His performance was fine, as far as I can tell. And though I'm no expert on halflings, he seemed to be just as good as Annoying Hobbit, who has since had a stellar career. Their performances were so similar, in fact, that I'm still not sure which one was Merry and which was Pippin.

So now I'm wondering if he did something to piss off a certain rotund beardy New Zealander, or even Hollywood itself. Is he a massive racist? Homophobe? Pogonophobe? Republican? Is he asking to be paid in uncut conflict diamonds? Does he want his own trailer, but ON THE MOON? Does he have a clause in his contract that says he doesn't have to do any scenes that don't involve nudity?

Maybe he just has a shitty agent, or has been horribly disfigured in a balrog accident. Other Hobbit: If you're out there, please let us know you're OK. The Ents are getting worried.

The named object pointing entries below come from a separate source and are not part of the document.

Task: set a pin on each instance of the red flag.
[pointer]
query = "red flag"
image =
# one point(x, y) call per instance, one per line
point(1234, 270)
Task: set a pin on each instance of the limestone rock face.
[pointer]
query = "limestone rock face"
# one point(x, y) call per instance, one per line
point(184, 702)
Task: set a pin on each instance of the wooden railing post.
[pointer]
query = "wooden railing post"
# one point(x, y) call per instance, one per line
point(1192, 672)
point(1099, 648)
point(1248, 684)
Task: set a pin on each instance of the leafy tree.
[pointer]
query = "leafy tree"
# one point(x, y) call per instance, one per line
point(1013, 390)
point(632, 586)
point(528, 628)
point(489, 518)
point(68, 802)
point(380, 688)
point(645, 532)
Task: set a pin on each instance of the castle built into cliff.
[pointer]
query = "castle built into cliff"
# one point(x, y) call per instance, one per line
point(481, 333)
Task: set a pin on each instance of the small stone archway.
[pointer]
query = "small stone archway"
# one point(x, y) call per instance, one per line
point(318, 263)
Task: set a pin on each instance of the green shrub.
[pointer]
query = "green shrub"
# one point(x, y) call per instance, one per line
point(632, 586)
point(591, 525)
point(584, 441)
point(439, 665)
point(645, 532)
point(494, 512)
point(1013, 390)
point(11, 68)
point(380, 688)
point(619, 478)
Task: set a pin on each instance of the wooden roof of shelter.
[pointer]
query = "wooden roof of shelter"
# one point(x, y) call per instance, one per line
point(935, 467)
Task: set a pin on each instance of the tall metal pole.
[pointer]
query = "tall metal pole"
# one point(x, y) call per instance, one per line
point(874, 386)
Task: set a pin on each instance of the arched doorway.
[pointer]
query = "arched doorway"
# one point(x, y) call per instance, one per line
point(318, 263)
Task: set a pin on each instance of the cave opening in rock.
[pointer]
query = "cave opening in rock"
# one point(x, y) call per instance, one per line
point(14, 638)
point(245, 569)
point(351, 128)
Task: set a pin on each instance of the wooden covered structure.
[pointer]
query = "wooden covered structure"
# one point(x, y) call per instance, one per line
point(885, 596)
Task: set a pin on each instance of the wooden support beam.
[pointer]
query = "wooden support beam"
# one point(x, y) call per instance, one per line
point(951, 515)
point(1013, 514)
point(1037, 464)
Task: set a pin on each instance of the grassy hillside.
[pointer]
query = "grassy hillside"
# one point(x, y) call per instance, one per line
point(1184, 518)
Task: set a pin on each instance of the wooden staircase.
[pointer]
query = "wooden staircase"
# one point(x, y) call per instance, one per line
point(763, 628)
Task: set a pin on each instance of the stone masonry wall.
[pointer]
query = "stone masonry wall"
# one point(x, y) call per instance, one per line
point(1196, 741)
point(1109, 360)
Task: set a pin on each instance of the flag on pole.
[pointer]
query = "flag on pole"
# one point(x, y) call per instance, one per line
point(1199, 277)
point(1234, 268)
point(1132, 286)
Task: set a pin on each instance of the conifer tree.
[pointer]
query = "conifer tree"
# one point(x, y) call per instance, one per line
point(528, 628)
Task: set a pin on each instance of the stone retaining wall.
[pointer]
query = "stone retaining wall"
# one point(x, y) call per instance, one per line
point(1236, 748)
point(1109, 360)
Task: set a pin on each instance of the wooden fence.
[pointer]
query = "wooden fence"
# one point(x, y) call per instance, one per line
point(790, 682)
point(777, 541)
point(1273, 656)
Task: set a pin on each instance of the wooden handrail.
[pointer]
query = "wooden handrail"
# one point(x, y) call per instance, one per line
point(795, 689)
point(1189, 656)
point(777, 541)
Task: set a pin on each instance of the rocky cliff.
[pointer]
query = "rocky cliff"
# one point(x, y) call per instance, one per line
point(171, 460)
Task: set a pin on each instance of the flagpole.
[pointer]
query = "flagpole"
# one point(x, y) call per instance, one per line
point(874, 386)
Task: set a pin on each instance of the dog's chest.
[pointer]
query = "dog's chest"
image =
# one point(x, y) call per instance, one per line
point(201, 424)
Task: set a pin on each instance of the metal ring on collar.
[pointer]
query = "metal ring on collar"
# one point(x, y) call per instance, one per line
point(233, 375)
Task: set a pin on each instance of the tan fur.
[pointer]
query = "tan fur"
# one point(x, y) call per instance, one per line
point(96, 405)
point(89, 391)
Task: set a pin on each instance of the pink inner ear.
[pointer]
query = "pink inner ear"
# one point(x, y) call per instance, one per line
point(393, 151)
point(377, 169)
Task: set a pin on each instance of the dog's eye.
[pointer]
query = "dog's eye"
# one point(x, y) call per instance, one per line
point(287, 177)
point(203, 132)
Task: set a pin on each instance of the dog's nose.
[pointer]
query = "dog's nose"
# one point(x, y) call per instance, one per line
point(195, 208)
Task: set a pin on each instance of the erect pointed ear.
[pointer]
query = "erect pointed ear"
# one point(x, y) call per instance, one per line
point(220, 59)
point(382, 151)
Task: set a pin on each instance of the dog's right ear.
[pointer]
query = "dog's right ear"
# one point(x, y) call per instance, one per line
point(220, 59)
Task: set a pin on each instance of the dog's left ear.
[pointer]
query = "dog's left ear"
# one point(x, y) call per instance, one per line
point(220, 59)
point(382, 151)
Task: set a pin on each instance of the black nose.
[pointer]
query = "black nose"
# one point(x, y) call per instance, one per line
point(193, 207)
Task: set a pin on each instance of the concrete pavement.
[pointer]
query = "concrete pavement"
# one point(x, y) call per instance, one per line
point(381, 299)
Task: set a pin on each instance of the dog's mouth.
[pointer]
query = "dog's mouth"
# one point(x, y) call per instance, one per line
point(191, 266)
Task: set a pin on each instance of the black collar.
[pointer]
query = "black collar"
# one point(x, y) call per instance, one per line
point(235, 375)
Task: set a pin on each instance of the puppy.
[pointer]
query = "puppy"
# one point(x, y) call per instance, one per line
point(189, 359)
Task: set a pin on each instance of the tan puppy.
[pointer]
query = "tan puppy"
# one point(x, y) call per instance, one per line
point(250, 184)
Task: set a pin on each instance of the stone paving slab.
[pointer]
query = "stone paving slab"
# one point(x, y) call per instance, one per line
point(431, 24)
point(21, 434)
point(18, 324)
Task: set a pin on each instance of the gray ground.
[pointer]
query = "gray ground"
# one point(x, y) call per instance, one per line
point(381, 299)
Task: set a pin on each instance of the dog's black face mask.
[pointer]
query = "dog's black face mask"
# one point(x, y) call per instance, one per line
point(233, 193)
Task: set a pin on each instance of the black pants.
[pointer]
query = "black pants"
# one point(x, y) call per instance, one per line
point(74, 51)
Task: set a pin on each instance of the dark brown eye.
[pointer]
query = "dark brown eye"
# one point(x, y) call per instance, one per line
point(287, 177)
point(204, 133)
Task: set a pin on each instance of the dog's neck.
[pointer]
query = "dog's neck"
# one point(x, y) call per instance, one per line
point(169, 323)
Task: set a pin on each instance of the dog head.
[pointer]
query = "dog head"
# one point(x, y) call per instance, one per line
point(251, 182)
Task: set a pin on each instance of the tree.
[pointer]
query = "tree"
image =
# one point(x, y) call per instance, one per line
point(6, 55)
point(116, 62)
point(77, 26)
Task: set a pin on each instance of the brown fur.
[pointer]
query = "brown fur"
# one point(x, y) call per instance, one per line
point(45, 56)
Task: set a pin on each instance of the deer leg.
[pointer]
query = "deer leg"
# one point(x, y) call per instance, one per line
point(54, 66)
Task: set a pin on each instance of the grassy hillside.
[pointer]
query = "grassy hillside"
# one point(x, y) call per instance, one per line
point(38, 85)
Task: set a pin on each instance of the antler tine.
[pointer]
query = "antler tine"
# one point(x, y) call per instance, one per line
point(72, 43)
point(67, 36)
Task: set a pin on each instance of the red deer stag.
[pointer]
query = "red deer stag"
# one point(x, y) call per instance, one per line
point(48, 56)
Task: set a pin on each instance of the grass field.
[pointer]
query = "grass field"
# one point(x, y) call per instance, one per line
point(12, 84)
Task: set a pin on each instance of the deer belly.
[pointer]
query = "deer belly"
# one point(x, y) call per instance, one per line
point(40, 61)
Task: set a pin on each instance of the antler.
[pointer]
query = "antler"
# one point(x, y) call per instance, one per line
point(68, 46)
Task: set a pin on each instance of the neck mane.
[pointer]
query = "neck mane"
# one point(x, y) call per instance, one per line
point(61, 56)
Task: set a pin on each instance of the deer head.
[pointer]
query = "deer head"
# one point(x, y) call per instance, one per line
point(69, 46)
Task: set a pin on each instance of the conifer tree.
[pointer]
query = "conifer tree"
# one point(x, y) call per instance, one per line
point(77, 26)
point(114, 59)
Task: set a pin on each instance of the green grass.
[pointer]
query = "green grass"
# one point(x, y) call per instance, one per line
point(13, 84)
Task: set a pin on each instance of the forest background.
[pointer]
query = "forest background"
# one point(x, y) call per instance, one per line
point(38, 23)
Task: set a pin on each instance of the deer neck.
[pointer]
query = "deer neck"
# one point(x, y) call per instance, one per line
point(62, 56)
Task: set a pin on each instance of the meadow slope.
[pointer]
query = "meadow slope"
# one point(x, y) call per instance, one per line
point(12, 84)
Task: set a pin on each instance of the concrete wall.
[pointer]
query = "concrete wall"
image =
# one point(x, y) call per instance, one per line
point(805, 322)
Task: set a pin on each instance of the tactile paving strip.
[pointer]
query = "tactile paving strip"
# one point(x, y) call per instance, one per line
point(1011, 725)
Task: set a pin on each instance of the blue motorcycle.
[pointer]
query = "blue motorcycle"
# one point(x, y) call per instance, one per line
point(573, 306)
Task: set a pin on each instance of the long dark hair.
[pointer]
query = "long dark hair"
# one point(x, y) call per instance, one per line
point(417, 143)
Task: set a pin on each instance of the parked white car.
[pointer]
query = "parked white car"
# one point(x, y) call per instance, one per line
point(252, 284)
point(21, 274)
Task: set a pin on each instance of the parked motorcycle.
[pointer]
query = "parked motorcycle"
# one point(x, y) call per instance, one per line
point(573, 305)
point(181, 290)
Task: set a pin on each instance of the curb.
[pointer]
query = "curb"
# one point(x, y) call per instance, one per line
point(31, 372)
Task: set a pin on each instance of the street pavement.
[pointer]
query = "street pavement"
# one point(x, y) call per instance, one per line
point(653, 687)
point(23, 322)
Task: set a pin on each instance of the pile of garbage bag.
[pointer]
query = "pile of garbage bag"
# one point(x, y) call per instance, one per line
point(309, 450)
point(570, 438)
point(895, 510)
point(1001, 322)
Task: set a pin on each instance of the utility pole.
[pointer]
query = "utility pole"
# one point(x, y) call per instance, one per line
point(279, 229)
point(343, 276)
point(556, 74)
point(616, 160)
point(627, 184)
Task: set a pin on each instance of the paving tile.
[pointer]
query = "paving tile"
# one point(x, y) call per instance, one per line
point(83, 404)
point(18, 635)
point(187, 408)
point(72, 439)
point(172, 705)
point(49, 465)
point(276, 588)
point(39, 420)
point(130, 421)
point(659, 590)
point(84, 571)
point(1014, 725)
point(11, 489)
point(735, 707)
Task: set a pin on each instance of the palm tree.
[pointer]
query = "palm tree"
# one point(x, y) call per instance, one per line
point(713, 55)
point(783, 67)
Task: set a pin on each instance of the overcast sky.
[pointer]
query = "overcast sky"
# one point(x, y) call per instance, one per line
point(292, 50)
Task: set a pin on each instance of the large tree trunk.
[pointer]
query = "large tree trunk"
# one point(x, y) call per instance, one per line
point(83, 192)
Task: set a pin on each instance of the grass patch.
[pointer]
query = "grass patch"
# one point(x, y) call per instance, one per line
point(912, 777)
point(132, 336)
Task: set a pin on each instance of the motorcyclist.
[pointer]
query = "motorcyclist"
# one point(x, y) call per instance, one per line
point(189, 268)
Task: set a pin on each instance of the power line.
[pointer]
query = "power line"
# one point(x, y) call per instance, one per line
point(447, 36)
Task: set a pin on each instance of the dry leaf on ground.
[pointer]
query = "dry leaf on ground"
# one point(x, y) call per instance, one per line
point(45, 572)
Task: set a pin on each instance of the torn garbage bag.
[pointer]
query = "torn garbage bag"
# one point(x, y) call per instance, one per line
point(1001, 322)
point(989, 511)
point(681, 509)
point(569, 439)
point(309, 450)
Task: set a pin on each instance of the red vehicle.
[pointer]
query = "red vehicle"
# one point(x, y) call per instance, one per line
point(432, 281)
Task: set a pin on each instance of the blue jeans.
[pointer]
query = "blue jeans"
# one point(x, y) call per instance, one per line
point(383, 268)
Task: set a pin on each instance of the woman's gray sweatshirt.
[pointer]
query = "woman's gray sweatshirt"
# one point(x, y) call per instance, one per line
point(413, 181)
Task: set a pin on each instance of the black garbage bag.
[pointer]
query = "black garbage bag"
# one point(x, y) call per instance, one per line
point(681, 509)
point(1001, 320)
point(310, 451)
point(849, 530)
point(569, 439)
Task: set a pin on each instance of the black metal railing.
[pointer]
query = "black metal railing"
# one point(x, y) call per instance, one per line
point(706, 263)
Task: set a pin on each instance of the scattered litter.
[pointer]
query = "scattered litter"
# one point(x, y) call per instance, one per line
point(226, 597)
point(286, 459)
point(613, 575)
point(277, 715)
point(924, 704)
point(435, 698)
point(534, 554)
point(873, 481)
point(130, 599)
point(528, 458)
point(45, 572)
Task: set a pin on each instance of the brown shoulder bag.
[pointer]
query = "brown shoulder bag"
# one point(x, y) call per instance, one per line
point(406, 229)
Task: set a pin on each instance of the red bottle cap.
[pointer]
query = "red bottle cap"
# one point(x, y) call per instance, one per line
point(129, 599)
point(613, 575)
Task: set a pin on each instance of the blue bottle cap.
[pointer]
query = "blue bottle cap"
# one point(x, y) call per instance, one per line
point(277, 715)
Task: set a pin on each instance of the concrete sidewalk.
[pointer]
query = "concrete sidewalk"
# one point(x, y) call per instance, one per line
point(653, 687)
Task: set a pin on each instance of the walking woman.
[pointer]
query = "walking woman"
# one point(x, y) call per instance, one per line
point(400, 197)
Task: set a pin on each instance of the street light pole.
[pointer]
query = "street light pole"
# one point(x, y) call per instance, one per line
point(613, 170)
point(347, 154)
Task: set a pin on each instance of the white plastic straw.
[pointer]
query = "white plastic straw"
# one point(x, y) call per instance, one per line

And while we're on the subject of mysteries, the Mines of Moria had a locked door that the fellowship spent a hell of a long time trying to open. I'm not sure, but there may have even been a montage.

According to wikipedia, the inscription above the doors read "Ennyn Durin aran Moria. Pedo mellon a mino" which is Elvish for "The Doors of Durin, Lord of Moria. Speak, friend, and enter."

To open them, all you need to do is say "Friend" in Elvish ("Speak, friend, and enter"... get it?) It's a clever riddle! Well, not really. The simple process of reading the inscription out loud should have opened the bloody door every time. You call that a security system? 'Cos I don't. The Luthor Mansion from Smallville is harder to break into.

What else? Oh, yeah. The Uruk-hai.

There's a rather nice sequence in the first film of the Uruk-hai being created. Carved out of mud by goblins or something, and then being kitted out with some +1 armor and being given a rather nasty (but geometrically pleasing) sword, before being sent out into the world to cause general mayhem and capture specific hobbits.

I can't help but think that if Sauron had really wanted them to succeed, it may have been advisable to fit at least, say, fifteen minutes of sword training into the schedule. Maybe after lunch, but before the carnage.

I am pretty sure that if you hand a creature that is about four minutes old a sword and ask them to use it without any form of instruction, they'll do themselves an injury. And if you send them against the Heir of Isildur - a man who has spent the last seventy years kicking the ass of about every sentient species of Middle-Earth - they'll be chopped into more pieces than a slutty cheerleader in a Wes Craven movie about a serial killer with katanas for arms and a chainsaw for a head.

The only other scene that stuck with me was Saruman magically picking up Gandalf the Grey and whirling him around like a nunchuck. I don't know why, but it's nice to see OAPs kicking the crap out of each other. Using him like a mop to sweep the floor was a nice touch, but it was a shame his pointy hat fell off; that would really have helped get into those hard-to-reach corners.